1. Le Français (identité) parle prioritairement français (langue) ;
2. L’Anglais (identité) parle la langue anglaise ;
3. Le Japonais parle japonais ;
4. Le Baoulé parle baoulé
5. Le Dan parle dan (Dan po men)
6. Etc.
Le but du symbole au cou des apprenants à l’école coloniale était de détruire l’identité du colonisé en l’interdisant de parler sa langue maternelle.
IV – L’ÉCOLE COLONIALE
L’école coloniale avait pour objectif de faire des colonisés ce que Seydou Badian décrivait dans son Roman Sous l’orage : « des feuilles mortes détachées de leurs souches et livrées au gré du vent ». Ils savaient déjà qu’en privant le colonisé de sa langue maternelle ils le privaient de son identité et de tout ce qui suit !
Ainsi, jusqu’à aujourd’hui, notre système éducatif et notre société elle-même sont victimes de ce traumatisme identitaire. Pour restaurer cette identité en déperdition il faut introduire les langues maternelles à l’école comme langue d’enseignement. Le reste est une question de pédagogie et de didactique.
Nous avons plus de soixante langues nationales en Côte d’Ivoire lesquelles introduire à l’école ? Le professeur Bakary Tio Touré, ex-recteur de l’Université de Cocody, a déjà répondu à cette préoccupation.
Dans une interview accordée au journal Le Patriote du jeudi 17 octobre 2013, le Pr Bakary Tio Touré répondait à la question suivante posée par le journaliste JA.
Question : « En Côte d’Ivoire, on parle plus de soixante ethnies. Comment se fait donc la sélection de ces langues à enseigner ? »
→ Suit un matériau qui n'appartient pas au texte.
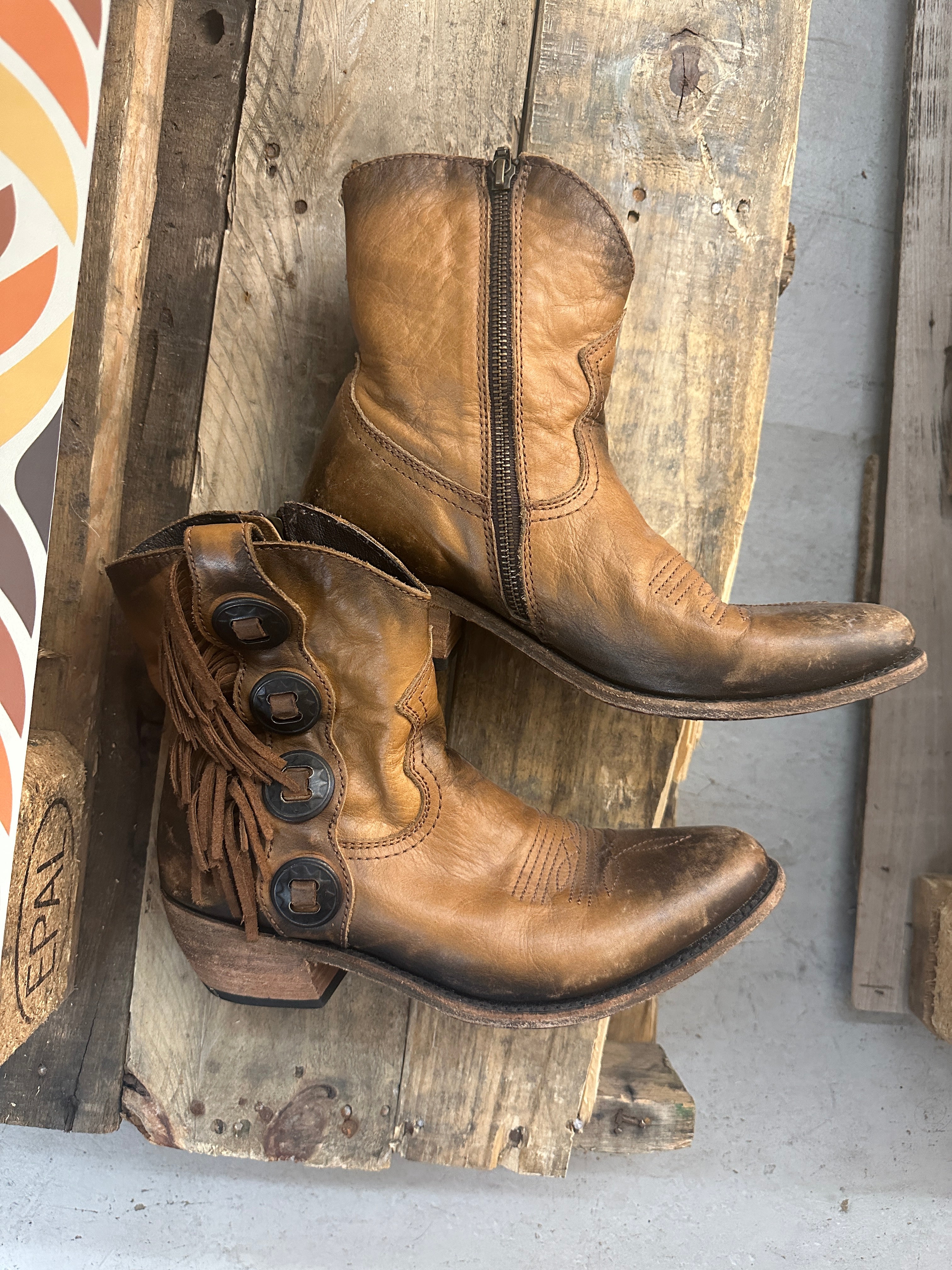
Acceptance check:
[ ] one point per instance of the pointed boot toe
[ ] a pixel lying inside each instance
(814, 647)
(691, 890)
(471, 441)
(315, 822)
Réponse du Pr Bakary Tio Touré : « Votre préoccupation est de savoir, sur soixante langues, quelle langue enseigner ; la position de l’Ascad qui est la position de l’Unesco, de l’OIF (Organisation Internationale de la Francophonie), consiste à dire qu’il faut enseigner toutes les langues maternelles dans les différentes régions. Aucune langue ne doit être laissée à l’abandon. Parce que la langue est une partie essentielle de la culture d’un peuple. Donc la multiplicité, la diversité des langues nationales est une richesse du patrimoine culturel de la Côte d’Ivoire. Toutes les langues méritent d’être transmises, enseignées et promues. Car, une langue qui meurt, c’est une partie de la civilisation ivoirienne qui disparaît. » (Le quotidien « Le Patriote » du jeudi 17 octobre 2013, p. 12).